Direct subagent call vs. transition

Style Syntax Returns?
Transition @utils.transition to @subagent.x No — one-way, prompt is discarded
Direct call tool: @subagent.x Yes — flow returns to caller

Use direct call when you have a reusable sub-capability (identity check, data lookup) and the flow should resume in the calling subagent afterward.

Utils

Built-in utility functions usable as tools or directly in logic.

@utils.transition to @subagent.<name>

One-way handoff to another topic. Discards any pending prompt. Executes immediately when encountered in logic — code after it does not run. The target topic starts fresh from its top.

After the target topic completes, control does not return; instead, the agent waits for the next customer utterance and re-enters at start_agent.

Available from: reasoning instructions, reasoning actions, before_reasoning, after_reasoning, and from within actions: blocks.

@utils.setVariables

Wrap as a tool to instruct the LLM to set variable values from the conversation. The variable's description is the slot-filling instruction; the LLM extracts the value from the user's utterance.

variables:
  shipping_address:
    type: string
    mutable: True
    description: |
      The customer's full shipping address — street, city, state, and zip.

reasoning:
  actions:
    capture_address:
      tool: @utils.setVariables
      description: Record the shipping address when the customer provides it.

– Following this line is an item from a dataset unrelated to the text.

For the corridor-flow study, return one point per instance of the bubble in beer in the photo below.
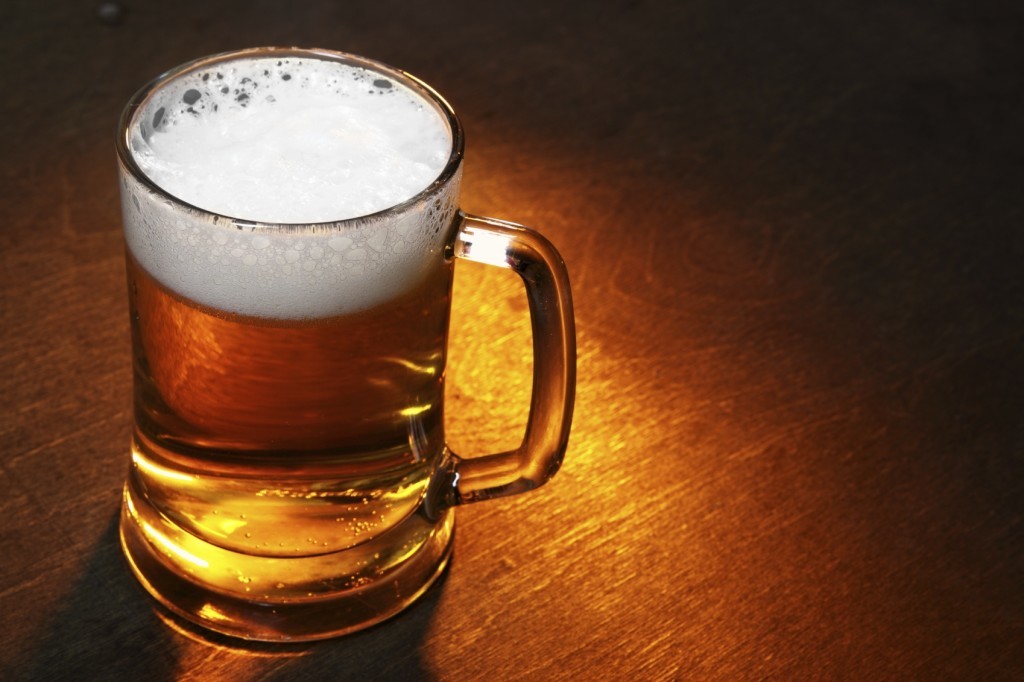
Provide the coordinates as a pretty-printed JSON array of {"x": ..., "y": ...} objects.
[{"x": 299, "y": 141}]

The legacy form @utils.set @variables.<n> appears in some older recipes; prefer @utils.setVariables for new code per the canonical Reference table.

@utils.escalate

Hands off to a human service rep through Omni-Channel. Requires a connection messaging block with outbound_route_type and outbound_route_name configured.

escalate is a reserved keyword; do not use it as a topic or action name.

Block Reference

config

Agent identity and runtime parameters.

Property Notes
developer_name Required. API name; unique in the org. Naming rules apply. Max 80 chars.
default_agent_user Required for AgentforceServiceAgent. API name or ID of the running user.
agent_label UI label. Auto-generated from developer_name if omitted.
description Free-form description.
company Optional company info.
role Optional role description.
agent_version Auto-set on save.
agent_type AgentforceServiceAgent (default) or AgentforceEmployeeAgent.
enable_enhanced_event_logs True/False. Default False. Conversation logging.
user_locale Optional locale.

system

Global instructions and required messages.

system:
  instructions: |
    You are a friendly retail assistant for ACME Corp. Always speak in plain
    language and avoid jargon.
  welcome: Hi {!@variables.user_name}, how can I help today?
  error: Something went wrong on my side. Could you try that again?

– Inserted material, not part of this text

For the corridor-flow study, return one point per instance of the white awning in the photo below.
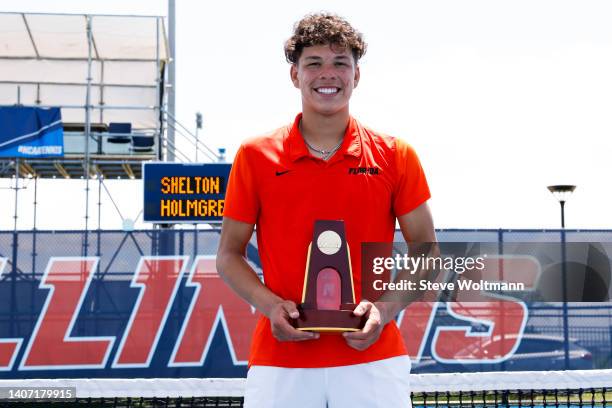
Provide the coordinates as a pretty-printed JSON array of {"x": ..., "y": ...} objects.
[{"x": 46, "y": 57}]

welcome and error are required.

variables

See Variables.

language

language:
  default: en_US
  supported: [en_US, de_DE, fr_FR]

connection

External integrations. Most common: Enhanced Chat for @utils.escalate.

connection messaging:
  outbound_route_type: <type>
  outbound_route_name: <name>

start_agent <name>

The router topic. Same structure as a regular topic, but uses start_agent prefix. Runs at the start of every customer turn.

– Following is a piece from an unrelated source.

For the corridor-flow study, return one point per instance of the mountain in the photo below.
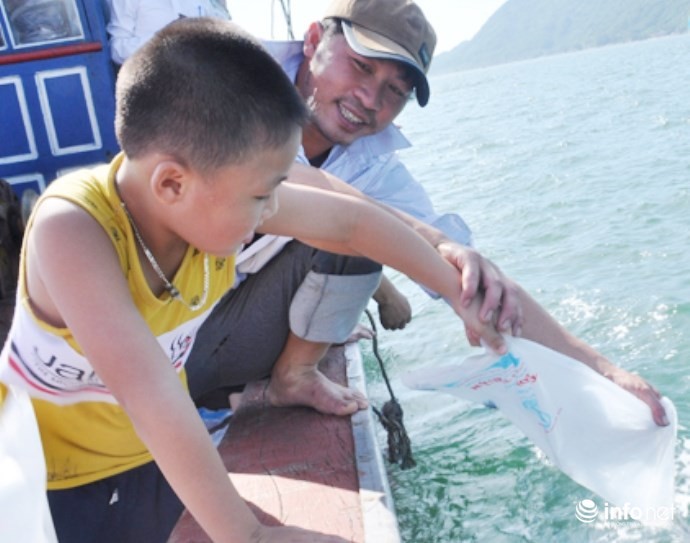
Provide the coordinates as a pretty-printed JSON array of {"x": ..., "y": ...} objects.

start_agent topic_selector:
  description: Routes the conversation based on intent.
  reasoning:
    instructions:
      | Determine what the customer wants and route accordingly.
    actions:
      go_to_billing:
        tool: @utils.transition to @subagent.billing
        description: For invoice, payment, refund questions.
      go_to_orders:
        tool: @utils.transition to @subagent.order_lookup
        description: For tracking, modifying, or cancelling orders.

topic <name>

A specialized capability.

Property Notes
description Specific, distinct, customer-vocabulary. Drives routing.
system.instructions Optional override of global system instructions for this topic.
before_reasoning Optional. Logic that runs before the reasoning step.
reasoning.instructions Required. Logic + prompt sequence sent to the LLM.
reasoning.actions Optional. Tools exposed to the LLM.
after_reasoning Optional. Logic that runs after the reasoning step.
actions Optional. Action definitions for this topic.

Each topic owns its own copies of any imported actions — actions are not shared across topics.